We can further speculate about other potential causes of SLE in this young male patient. First, the fact that the prevalence of SLE is higher in women suggests that some X chromosome genes could be implicated in the disease etiology. Consequently, a male who possesses 2 X chromosomes is genetically very similar to females and would therefore have a higher predisposition to the development of SLE as compared with normal XY men. However, the precocity and the severity of SLE in this patient set him apart from the classic postpubertal female presentation. There is also the possibility that the predisposition to SLE is related to the loss of some protective Y chromosome genes, since >90% of the patient's Y chromosome is missing. It is also possible that his XY chromosome abnormalities are irrelevant to the etiology of his SLE and are only coincidental, such that the patient is in fact affected by 2 extremely rare conditions. Estrogens or sex hormones should also be considered as a potential cause of the SLE. However, the fact that the patient developed the disease at the age of 6 years is evidence against the sex hormone hypothesis of SLE induction, although his hypogonadism may have contributed to its maintenance.

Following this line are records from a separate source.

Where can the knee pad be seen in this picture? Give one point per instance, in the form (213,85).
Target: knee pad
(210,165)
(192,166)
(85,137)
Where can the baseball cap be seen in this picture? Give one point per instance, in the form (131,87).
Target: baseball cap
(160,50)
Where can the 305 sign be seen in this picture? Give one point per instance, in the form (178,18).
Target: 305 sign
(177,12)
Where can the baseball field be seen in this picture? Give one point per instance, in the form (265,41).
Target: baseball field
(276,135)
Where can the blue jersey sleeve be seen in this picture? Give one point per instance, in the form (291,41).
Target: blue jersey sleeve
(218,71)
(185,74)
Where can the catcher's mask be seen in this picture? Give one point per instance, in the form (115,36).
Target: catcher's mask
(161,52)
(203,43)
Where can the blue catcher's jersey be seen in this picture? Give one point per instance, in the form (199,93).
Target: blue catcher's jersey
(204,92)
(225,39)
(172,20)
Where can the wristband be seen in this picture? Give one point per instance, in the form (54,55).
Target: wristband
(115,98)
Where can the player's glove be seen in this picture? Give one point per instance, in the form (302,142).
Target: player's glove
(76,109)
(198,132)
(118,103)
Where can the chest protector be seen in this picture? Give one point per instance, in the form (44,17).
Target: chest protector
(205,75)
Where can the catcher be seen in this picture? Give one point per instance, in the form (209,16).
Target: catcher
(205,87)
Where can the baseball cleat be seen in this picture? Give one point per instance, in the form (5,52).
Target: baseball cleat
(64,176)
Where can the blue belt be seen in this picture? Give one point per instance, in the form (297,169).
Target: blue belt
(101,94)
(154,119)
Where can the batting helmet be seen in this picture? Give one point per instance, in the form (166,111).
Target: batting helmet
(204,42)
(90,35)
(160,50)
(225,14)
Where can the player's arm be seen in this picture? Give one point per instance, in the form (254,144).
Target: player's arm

In view of the data presented herein, we conclude that the XY translocation we describe is a highly probable contributing factor to SLE in this patient with a family history of autoimmune disease. Analysis of a large cohort of male and female SLE patients will be necessary to determine if the identified candidate genes may predispose, and be relevant, to the development of SLE in the general population.
Acknowledgements
The authors are grateful to the patient for generously donating samples for study and to the patient's family members for their cooperation in this study. We also thank Dr. Anik Boudreau for helpful comments and corrections on the manuscript.